Quantitative analysts are people who produce mathematical and statistical solutions to problems that require financial and risk management. Firms make financial and business decisions by using complex models on investment and pricing issues. Quantitative analysts also update these models, develop them and adapt and apply them according to the field of use.
To work as a quantitative analyst, you must have the following competencies;
Math and statistical computing ability
Data mining and data analysis capability
Comprehensive financial information
Thanks to the competencies and skills we mentioned, you can process the raw data you obtain from the financial world and turn them into business strategies
If you say that I have the skills specified in the job description or you can acquire these skills, it is possible to become a quantitative analyst. Now we will explain why you should choose this career.

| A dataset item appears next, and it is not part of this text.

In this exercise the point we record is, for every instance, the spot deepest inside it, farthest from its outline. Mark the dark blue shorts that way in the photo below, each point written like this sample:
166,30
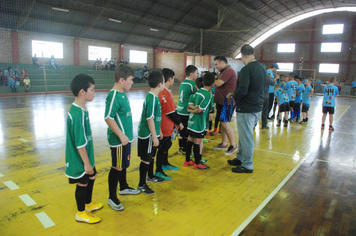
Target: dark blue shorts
120,156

The demand for quantitative analysts has increased
As in other fields, developing technology has brought development and innovative approaches in the finance sector. As securities have become more and more complicated in recent years, people who can understand and interpret the mathematical and statistical models behind financial data in order to make profit and minimize risks while applying investment strategies are popular in the industry. In addition, the growth of hedge funds and auto trading has also increased the industry's demand for quantitative analysts.
Demand will continue to increase
Before the 2008 crisis, the value of risk analysis in the financial sector was not fully understood. With the crisis, the shortcomings of financial systems emerged. For this reason, policy makers implemented fiscal reforms to reduce risks and prevent future crises. Today, compared to the pre-crisis period, institutions operating in the financial sector require detailed risk transparency reporting. Likewise, investors need better risk analysis to protect their investments. This increase in the risk management industry will grow exponentially with each passing day. Therefore, there are important opportunities for people who want to pursue a career in this field.
Quantitative analyst jobs are highly stimulating
Working as a knatitative analyst actually means dealing with many stimuli. Your most important task in the environment in which you will work is to tackle complex problems under pressure. For this reason, being a quantitative analyst is a profession that requires research, the development and application of mathematical models, data analysis, interpretation of analyzes and transforming them into rational business strategies, and general financial knowledge. As a quantitative analyst, even if you are under pressure, you must be able to improve. There is a competitive work environment and there is no such thing as working hours. But unlike most jobs, you pay off for developing yourself in this field because it is a profession that relies on knowledge rather than networking and politics.
You will be financially rewarded with this career
When you become a quantitative analyst, you gain both intellectually and financially. Generally, people working in the financial sector have high salaries. Because working in this field requires many skills as well as being difficult. Quantitative analysts, especially those working for a hedge fund, receive a fairly high salary due to the skills and competencies required by the position.
Quantitative analyst jobs are mostly found in major financial centers such as New York, Hong Kong, London, and Paris. For example, the average wage for a quantitative analyst is around £ 60,000 a year in London (UK) and around $ 100,000 in New York (USA).